现如今,一些文章和访谈往往以此为据,或者断定“毛泽东轻视法治”,因为他“自称是和尚打伞无法无天”,提出“毛泽东还是以人治”;或者认为“毛泽东赞赏‘和尚打伞,无法(发)无天’,不赞成依法治国,顾虑被法捆住了自己的手脚,主张‘政策就是法’”;或者指出毛泽东“说过他就是‘和尚打伞,无法无天’,说明他从本质上不愿意受法制的约束”。事情真的是这样的吗?能不能因为毛泽东说过自己是“和尚打伞,无法无天”,就断定他“轻视法治”?恐怕不能那样说!

值得指出的是,这个似是而非的看法,长期以来在社会上以及学术界引起了许多模糊混乱的认识。翻一翻有关法制方面的著作,每当回顾到改革开放前三十年的法制史时,许多书往往既不作具体分析,也不作展开,而是采取一种极为武断的态度——简而言之地将其概括成一个“和尚打伞,无法无天”,法制荡然无存的时代。
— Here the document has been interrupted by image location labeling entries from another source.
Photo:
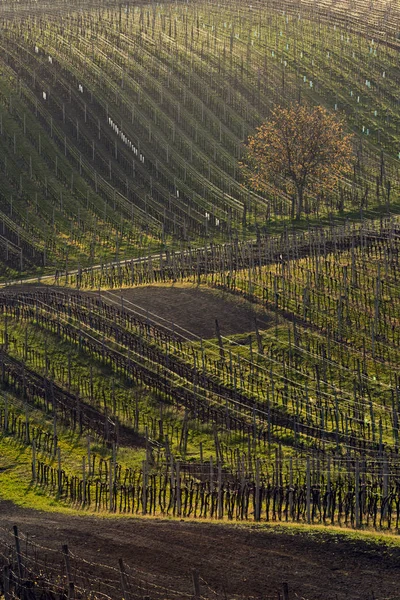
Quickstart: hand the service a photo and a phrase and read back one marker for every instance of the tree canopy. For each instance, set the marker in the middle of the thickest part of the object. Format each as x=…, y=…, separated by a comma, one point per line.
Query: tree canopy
x=306, y=149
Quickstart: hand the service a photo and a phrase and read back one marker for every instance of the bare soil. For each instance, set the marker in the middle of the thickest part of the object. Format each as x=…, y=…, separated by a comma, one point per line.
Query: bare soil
x=251, y=561
x=197, y=308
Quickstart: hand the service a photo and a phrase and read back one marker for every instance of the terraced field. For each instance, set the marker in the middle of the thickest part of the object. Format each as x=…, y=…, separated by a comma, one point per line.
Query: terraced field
x=123, y=128
x=172, y=345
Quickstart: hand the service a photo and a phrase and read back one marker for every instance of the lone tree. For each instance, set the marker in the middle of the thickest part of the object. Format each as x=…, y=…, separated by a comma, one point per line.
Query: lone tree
x=306, y=149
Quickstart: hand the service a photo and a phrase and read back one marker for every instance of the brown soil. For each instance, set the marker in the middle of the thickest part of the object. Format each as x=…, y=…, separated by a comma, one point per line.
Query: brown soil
x=196, y=309
x=251, y=561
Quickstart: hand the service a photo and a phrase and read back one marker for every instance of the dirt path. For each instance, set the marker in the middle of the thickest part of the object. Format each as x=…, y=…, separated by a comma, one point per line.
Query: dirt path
x=241, y=560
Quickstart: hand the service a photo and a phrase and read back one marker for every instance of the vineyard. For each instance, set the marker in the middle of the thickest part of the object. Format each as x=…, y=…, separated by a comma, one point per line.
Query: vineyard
x=175, y=351
x=122, y=128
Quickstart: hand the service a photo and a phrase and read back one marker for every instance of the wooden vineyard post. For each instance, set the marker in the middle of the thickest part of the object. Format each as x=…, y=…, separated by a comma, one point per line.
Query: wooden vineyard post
x=18, y=553
x=308, y=491
x=88, y=451
x=6, y=413
x=196, y=584
x=59, y=475
x=257, y=511
x=357, y=493
x=178, y=488
x=71, y=587
x=211, y=475
x=220, y=507
x=144, y=487
x=6, y=582
x=34, y=461
x=110, y=485
x=291, y=487
x=124, y=583
x=84, y=478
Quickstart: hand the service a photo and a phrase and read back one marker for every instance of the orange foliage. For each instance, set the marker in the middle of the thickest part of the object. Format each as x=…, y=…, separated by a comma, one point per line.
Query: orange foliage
x=304, y=147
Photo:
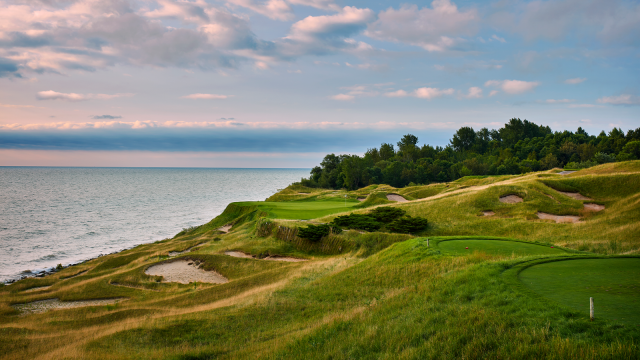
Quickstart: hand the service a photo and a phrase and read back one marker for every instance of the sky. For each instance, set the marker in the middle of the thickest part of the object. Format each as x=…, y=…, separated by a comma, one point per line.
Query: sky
x=281, y=83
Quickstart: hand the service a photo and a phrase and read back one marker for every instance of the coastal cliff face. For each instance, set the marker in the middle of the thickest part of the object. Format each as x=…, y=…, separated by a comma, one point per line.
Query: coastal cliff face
x=504, y=269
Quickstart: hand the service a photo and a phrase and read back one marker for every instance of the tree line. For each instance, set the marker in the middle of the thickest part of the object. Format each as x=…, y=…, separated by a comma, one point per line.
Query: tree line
x=517, y=148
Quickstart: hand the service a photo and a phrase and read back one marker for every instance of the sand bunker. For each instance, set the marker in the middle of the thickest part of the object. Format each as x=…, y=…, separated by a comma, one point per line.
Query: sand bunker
x=184, y=272
x=396, y=197
x=593, y=207
x=240, y=254
x=38, y=288
x=511, y=199
x=176, y=253
x=559, y=218
x=41, y=306
x=576, y=196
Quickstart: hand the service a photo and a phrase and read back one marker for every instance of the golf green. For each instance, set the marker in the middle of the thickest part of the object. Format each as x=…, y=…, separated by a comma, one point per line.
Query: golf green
x=303, y=210
x=495, y=247
x=614, y=285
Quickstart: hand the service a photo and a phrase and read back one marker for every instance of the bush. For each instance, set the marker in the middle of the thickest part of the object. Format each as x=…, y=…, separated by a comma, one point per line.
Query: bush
x=357, y=221
x=317, y=232
x=386, y=214
x=408, y=225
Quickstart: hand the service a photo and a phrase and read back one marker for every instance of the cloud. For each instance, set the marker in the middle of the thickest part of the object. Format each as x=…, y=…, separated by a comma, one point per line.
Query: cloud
x=54, y=95
x=343, y=97
x=421, y=93
x=273, y=9
x=497, y=38
x=473, y=93
x=558, y=101
x=624, y=99
x=204, y=96
x=430, y=93
x=434, y=29
x=575, y=81
x=513, y=86
x=106, y=117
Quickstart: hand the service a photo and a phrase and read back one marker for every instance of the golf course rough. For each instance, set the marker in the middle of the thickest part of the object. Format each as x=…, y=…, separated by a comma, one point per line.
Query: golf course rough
x=614, y=283
x=496, y=247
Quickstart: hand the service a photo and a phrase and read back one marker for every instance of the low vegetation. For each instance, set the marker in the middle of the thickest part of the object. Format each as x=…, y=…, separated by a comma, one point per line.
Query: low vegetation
x=390, y=285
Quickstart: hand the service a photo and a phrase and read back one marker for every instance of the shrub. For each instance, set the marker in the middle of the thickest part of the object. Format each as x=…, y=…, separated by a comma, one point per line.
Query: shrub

事情到底是怎样的呢?我们还得回到四十多年前那次会话中去,仔细品读一下毛泽东当初说这番话的本意。

当天,他面对久别重逢的老朋友斯诺,心情格外高兴。会谈持续了近五个小时,从上午九时一直持续到下午一时五十分,当谈到“文革”中的个人崇拜问题时,毛泽东显示了清醒的头脑和坦诚的态度,他批评了那种标语、画像、石膏像式的个人崇拜,并且提出要给个人崇拜降降温。他同时问斯诺,柯弗兰、艾德勒(在中国工作的美籍专家)跟你谈过这些吗?斯诺回答:“谈过一些,但是他们没有你这么坦率。”毛泽东于是说:“就是,他们有点迷信,还有一点恐惧,怕说错了话。我不怕说错话,我是无法无天,叫‘和尚打伞’,无发(法)无天,没有头发,没有天。”这里毛泽东说“我是无法无天”,很明显是冲着“迷信”、“恐惧”、“怕说错话”的情形去说的,他是想说自己头脑里没有条条框框,没有任何迷信,不怕说错话,同时也是为了解除许多人在事关个人崇拜问题上的思想顾虑,实事求是地对待这个问题。这是他一贯的思想,并没有涉及法治的意思。

1970年10月1日,毛泽东和斯诺夫妇在天安门上合影

事情是很清楚的,毛泽东当初说这句话没有特别的用意,只是老朋友亲切谈话时随口打出的一个比方,更多地是为了表达的生动贴切,很符合中国人的表达习惯。况且“无法无天”这一说法在中国古典文学名著《红楼梦》里也曾经多次出现过,例如书中第三十三回说道:“你在家不读书也罢了,怎么又做出这些无法无天的事来。”又第五十八回说道:“上头出了几日门,你们就无法无天的,眼珠子里就没有人了。”毛泽东熟读《红楼梦》,对其中的文学语言那是信手拈来、随处妙用。此处,他脱口而出的“无法无天”,最初是不是引用的《红楼梦》里的语言?另外,曹雪芹在《红楼梦》里说的“无法无天”,在毛泽东看来,是不是包含着反封建的意思(这里的“法”指的应该是封建宗法,和现在法治、宪法的概念完全不同),从而得到他内在的赞同而加以引用的呢?有这种可能。但不管怎么说,这和毛泽东平日里经常引用典故、俗语来阐明道理,是同样的情形,并无特别之处。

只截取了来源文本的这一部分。